Wenn die Maschine neue Menschen erschafft

Selbst wenn man weiß, dass die Bilder nicht echt sind, kann man es eigentlich kaum glauben. NVIDIA Entwickler haben ein Machine-Learning-System entwickelt, dass so gut darin ist, menschliche Gesichter zu generieren, dass man praktisch keinen Unterschied mehr zwischen real und fake erkennt. Die hyperrealistischen Ergebnisse lassen einen Staunen. Was mit Gesichtern von Menschen super zu funktionieren scheint, hat bei Bildern von Katzen noch ein wenig Verbesserungsbedarf, aber auch Autos und Schlafzimmer können bis ins Unendliche generiert werden.
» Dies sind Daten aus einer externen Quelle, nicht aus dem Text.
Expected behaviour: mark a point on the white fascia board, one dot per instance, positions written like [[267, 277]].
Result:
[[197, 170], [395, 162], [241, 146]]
Die Möglichkeiten sind fast absurd und beunruhigend. Muss man sich ab sofort bei jedem Profilbild online die Frage stellen, ob die Person überhaupt echt ist?

Machine Learning Beispiel
© NVIDIA

Ist Machine-Learning zu gefährlich?

Nicht immer müssen die Konsequenzen negativ sein. Dass es zu chaotischen Situationen kommt wie in I, ROBOT und Minority Report ist (zumindest in näherer Zukunft) unwahrscheinlich. Computer werden so schnell die Weltherrschaft nicht an sich reißen und wir können weiterhin beruhigt schlafen.

In erster Linie ist Machine-Learning-Technologie darauf ausgelegt, Prozesse zu erleichtern und effizienter zu gestalten. Was auch in vielen Bereichen, vor allem im Marketing, bereits sehr gut funktioniert und stetiger Verbesserung unterliegt. Der Nutzen sowohl für Firmen als auch Privatpersonen ist enorm und deshalb ist es wichtig auch bei kontroversen News über Machine-Learning dem Thema offen entgegen zu stehen, denn nur so kann sich die Technologie positiv weiter entwickeln. Man sollte sich der möglichen Problematik dahinter natürlich bewusst sein, aber auch im Auge behalten, dass Künstliche Intelligenz und Machine-Learning in erster Linie helfen und unser Leben erleichtern möchte. Und darin bisher auch eine echt gute Arbeit leistet.